With the help of computer simulations, I was able to elucidate the coupling mechanism between magnetics and elasticity at both the molecular and continuum scales. The fundamental understanding of the mechanisms in turn helps construct computational models, which is useful for predicting deformation of materials under the influence of external magnetic fields and designing more complex robotic functionalities.

In the long term, I hope to design self-powered autonomous soft robots with the ability to communicate with surrounding environments and neighboring robots. These soft robots are envisioned to be like full synthetic versions of their biological counterparts but can be commanded to execute programmed tasks in a biological environment.

What has been a highlight of your time at Northwestern?

When I go through my memories at Northwestern, I find it’s difficult to identify a single highlight, as many unforgettable moments rush into my head. It might be the night I could not sleep because my simulation model finally worked, or the moment I learned that my paper was accepted, or the celebrations when I figured out problems with collaborators and colleagues.

And those days and nights when I hung out with my friends would also definitely be the highlights.

What has been the most challenging aspect of your work or your time at Northwestern?

I think the most challenging thing is to frame the problems properly and figure out the appropriate methodology to solve them. Since I collaborate closely with experimental groups, it’s important to identify the essential physics in the experiment system and convert it into proper theoretical or numerical models. This process is difficult, and I have benefited a lot from discussion with brilliant collaborators and professors.

Can you tell me about your experiences either being mentored or mentoring others?

I had great experiences being mentored by incredible professors and colleagues. When I have difficulties in simulation techniques, I can always find someone in the group and get referred to proper resources. Besides, I am fortunate to have opportunities to interact with different research groups, which helped me see how problems can be interpreted from different perspectives.

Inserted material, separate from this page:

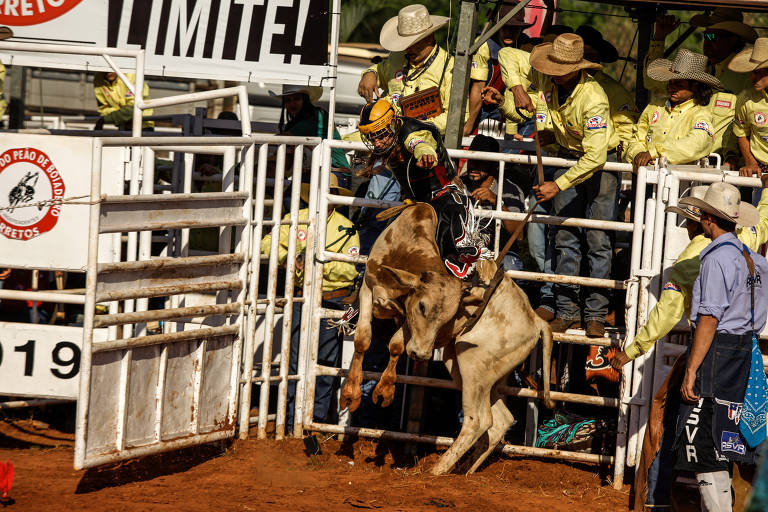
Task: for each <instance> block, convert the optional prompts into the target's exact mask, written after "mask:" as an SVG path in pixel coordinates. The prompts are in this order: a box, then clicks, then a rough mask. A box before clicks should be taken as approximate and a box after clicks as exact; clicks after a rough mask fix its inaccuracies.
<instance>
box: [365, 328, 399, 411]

I also got great mentor experiences from participation in conferences, where I got advice about professional development and exchanged ideas with experts in the community.

As for my own mentoring experiences, I feel very satisfied when I can explain a problem to someone did not know it before. I have also enjoyed presenting short tutorials of simulation techniques to my group members and participating in open-source projects.

What are your hobbies outside of the lab?

Outside the lab, I enjoy watching movies, reading books, doing workouts, checking out delicious food, and traveling with friends.